Ebola day, p.1
Ebola Day, page 1

EBOLA DAY
FERAL AMERICA PREQUEL
GINGER BOOTH
Copyright © 2018 Ginger Booth
All rights reserved.
Cover design by www.rafidodigitalart.com
Runner images © golero (modified) | iStockPhoto.com
City backdrop and skeleton (modified) | shutterstock.com
Guy Fawkes mask © Enrique Dans | Creative Commons
This is a work of fiction. Names, characters, organizations, places, events, and incidents are either products of the author’s imagination or are used fictitiously.
No part of this book may be reproduced, or stored in a retrieval system, or transmitted in any form or by any means, electronic, mechanical, photocopying, recording, or otherwise, without express written permission of the author.
Created with Vellum
CHAPTER 1
September 9, E-Day minus 90.
A call rang out, then the rapidly approaching slap of sneakers on wet pavement.
Ava wheeled and clutched her karate gear bag. At 9:30 p.m. with a drizzle, West 23rd was light on pedestrians, but the two-way traffic was busy. Not as busy as it used to be – New York implemented rationing by tacking on a surcharge to quadruple the price of gas. As usual, people were intent on their phones, their companions, or otherwise hunched into their own worlds. No help there if someone was after her.

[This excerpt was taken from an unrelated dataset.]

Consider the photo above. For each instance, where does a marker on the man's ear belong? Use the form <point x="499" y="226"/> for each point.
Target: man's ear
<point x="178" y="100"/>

She backed into the doorway of a closed shop, practicing the ‘situational awareness’ Sensei drummed into them at the dojo. At only 5’1”, the fifteen-year-old couldn’t see the runner through the crowd.
The sneaker slaps slowed to a stop before her. “Didn’t you hear me calling?” the runner asked. He waited for an answer, face open.
Ava stared at the handsome boy, almost a man, laden with backpack and a gear bag similar to her own. His dark green suit, with a gold crest badge on the breast, screamed high school uniform. Bleach-blond hair, short at the sides and moussed high on top, grew spiky from the raindrops.
A light dawned. “You’re from the dojo!”
He grinned crookedly and hooked a thumb to point left up the street. “Yeah, we were just in class together for two hours.”
“Right,” Ava said, feeling like an idiot. She had no idea what to say next. “Um…”
“Cade Snowdon,” the boy supplied. “Sensei calls me Frosty. He said you live at Washington Square Apartments. Me, too. Walk you home?” He scratched his nose. “Sensei sent me.”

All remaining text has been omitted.